How can I do this with only the information of $t_1 = i$ ?
 A: Hints. This is a real matrix. So, nonreal eigenvalues must occur in pairs of conjugates. In general, to answer a question like yours, merely knowing the above fact is not enough. We also need to know the (seldom taught) fact that Jordan blocks for nonreal eigenvalues also occur in pairs of conjugates. But fortunately, for your particular $A$, we don't need this latter fact.
Return to the hints.

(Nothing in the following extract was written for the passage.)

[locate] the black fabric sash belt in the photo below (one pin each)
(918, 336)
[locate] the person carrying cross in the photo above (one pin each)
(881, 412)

So, the other distinct eigenvalue of $A$ must be $-i$. Therefore, the minimal polynomial of $A$ must take the form of $[(x-i)(x+i)]^k=(x^2+1)^k$ for some $k\in\{1,2,3\}$. What is the smallest $k$ that makes $(A^2+I)^k$ equal to zero?
A: The characteristic polynomial is given by $(t^2 + 1)^3$. Hence the six eigenvalues are $\pm i$ with multiplicities. Because of $tr (A)=0$ both $i$ and $-i$ have the same multiplicity.
A: Supplement to the above answers.
Let $A$ be a real matrix, then the complex eigenvalues will always occur in complex conjugate pairs.
Proof:
If an eigenvalue is complex, its eigenvectors will in general be vectors with complex entries. Now, let $\lambda$ be a complex eigenvalue of $A$, with a non-zero eigenvector $v$, so $Av = \lambda v$. Taking complex conjugates of both sides then yields $$A\bar{v} = \bar{A}\bar{v} = \bar{\lambda}\bar{v},$$
where the first equality follows because $A$ is a real matrix. 
So $\bar{\lambda}$ is also necessarily an eigenvalue of the matrix $A$.